This blog provides an informal forum for terrestrial invertebrate watchers to post recent sightings of interesting observations in the southern Vancouver Island region. Please send your sightings by email to Jeremy Tatum (tatumjb352@gmail.com). Be sure to include your name, phone number, the species name (common or scientific) of the invertebrate you saw, location, date, and number of individuals. If you have a photograph you are willing to share, please send it along. Click on the title above for an index of past sightings.The index is updated most days.

October 25

2016 October 25

 

   Rosemary Jorna has a sad tale to tell:  “We were hiking in the hills on the east side of the Sooke River yesterday and had stopped for lunch when this wasp circled round and just right into a cup of hot tea. It did not survive.”

 

  Thank you to Sean McCann anyway for identifying the victim as Dolichovespula arenaria.  Sean also kindly identified wasps appearing on this site for the dates September 21 and 22.  Scroll to these dates to see them.

 

Dolichovespula arenaria (Hym.: Vespidae)  Rosemary Jorna

 


Dolichovespula arenaria (Hym.: Vespidae)  Rosemary Jorna

 

 

   Cheryl Hoyle sends a photograph of a spider from Metchosin, October 24.  Thank you, Robb Bennett, for the identification as a female Cybaeus, almost certainly C. signifer.

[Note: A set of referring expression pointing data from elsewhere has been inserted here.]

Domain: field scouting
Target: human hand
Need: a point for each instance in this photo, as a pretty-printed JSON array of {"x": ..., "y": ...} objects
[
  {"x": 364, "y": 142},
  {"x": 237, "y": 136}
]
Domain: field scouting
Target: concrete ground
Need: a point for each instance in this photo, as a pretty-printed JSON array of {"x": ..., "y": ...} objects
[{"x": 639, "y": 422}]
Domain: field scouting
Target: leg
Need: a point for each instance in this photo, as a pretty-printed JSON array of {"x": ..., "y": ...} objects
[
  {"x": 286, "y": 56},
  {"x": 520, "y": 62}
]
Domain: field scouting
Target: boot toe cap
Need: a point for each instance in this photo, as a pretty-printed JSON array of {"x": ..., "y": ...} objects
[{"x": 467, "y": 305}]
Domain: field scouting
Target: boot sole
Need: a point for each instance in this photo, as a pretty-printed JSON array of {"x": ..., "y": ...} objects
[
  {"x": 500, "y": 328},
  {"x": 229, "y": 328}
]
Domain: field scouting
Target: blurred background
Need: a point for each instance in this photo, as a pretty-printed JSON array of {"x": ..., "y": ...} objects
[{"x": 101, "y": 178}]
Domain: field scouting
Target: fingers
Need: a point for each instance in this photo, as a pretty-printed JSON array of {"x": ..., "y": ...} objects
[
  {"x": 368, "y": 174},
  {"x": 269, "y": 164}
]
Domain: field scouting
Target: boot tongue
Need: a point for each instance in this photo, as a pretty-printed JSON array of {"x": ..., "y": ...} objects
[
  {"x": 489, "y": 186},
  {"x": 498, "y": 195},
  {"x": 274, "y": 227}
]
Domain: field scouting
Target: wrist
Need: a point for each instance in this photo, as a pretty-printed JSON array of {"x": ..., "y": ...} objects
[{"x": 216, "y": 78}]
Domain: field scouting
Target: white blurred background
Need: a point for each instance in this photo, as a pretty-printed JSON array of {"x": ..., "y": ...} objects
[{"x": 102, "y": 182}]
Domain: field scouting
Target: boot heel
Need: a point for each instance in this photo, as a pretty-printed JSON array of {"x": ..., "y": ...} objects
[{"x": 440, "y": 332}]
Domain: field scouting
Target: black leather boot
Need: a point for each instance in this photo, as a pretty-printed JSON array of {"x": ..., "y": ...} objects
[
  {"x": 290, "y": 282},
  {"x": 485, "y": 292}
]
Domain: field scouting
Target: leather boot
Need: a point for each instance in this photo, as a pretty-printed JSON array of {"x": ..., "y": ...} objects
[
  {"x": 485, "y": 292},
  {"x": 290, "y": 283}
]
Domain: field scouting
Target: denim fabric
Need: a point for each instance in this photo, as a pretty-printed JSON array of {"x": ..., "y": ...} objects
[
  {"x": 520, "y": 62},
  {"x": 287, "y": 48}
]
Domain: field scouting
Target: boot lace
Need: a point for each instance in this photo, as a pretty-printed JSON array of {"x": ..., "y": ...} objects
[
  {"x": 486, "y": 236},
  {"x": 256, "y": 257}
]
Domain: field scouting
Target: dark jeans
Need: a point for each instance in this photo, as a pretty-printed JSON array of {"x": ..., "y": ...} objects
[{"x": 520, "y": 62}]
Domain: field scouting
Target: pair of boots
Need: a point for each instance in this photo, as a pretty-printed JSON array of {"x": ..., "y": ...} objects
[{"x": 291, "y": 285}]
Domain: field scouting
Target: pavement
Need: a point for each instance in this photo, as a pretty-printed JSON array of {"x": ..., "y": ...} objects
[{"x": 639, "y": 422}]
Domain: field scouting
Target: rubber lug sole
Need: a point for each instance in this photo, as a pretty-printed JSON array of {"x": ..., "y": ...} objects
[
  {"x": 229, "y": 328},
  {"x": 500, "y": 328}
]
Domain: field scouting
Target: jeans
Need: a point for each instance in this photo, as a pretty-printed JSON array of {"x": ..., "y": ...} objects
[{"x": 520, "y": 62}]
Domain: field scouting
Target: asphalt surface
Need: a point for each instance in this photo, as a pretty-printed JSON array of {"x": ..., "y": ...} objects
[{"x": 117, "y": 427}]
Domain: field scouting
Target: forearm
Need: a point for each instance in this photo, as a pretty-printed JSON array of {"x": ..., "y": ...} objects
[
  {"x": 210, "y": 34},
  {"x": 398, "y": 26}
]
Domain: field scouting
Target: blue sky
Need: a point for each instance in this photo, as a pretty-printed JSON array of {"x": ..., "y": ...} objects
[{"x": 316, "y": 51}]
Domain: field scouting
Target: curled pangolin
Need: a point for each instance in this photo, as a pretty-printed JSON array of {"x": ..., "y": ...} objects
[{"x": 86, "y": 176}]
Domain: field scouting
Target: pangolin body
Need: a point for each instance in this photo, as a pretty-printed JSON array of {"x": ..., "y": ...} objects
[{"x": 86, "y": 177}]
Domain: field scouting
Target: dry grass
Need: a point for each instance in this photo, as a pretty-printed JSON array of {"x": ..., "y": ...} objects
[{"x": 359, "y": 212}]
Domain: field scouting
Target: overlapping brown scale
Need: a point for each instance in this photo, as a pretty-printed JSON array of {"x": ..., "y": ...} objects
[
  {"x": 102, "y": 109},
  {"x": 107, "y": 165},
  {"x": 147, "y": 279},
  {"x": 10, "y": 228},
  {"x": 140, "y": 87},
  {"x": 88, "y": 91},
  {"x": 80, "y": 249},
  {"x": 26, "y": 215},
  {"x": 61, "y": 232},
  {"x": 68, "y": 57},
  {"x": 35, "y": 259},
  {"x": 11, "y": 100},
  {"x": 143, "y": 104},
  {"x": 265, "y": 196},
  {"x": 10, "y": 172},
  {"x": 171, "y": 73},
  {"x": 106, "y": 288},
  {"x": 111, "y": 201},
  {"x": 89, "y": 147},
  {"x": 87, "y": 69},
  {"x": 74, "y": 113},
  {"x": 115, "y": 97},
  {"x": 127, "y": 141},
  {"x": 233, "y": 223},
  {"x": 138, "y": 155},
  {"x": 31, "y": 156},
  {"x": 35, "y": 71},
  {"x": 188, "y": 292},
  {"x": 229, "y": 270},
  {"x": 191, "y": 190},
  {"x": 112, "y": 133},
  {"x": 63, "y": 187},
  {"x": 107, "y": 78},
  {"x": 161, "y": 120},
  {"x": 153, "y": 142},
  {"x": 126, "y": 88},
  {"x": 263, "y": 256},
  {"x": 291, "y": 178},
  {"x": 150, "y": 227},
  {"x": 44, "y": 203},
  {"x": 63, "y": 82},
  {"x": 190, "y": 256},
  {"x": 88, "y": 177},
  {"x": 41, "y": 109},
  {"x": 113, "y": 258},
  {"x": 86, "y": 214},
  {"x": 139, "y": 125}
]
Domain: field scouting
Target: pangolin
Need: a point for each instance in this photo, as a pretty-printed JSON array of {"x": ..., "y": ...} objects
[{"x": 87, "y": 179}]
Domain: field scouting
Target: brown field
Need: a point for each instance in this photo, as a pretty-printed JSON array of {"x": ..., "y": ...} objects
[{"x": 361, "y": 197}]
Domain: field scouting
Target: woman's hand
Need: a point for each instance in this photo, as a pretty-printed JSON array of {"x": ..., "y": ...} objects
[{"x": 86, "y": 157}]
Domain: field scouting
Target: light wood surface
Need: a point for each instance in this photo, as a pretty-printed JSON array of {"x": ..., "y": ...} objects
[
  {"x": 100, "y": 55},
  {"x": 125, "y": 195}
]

Jeremy Tatum writes that he mentioned to Robb that he hadn’t heard of this genus – perhaps not the most diplomatic of admissions! Robb writes:  They are quite common forest floor spiders with about 50 or more species found in western North America.  Signifer is the largest of several species found in our neck of the woods.  We put a Cybaeus male on the cover of the Journal of the Entomological Society of BC a number of years back.  The genus and its family (Cybaeidae) have been the main subject of my taxonomic research for years, starting with my PhD.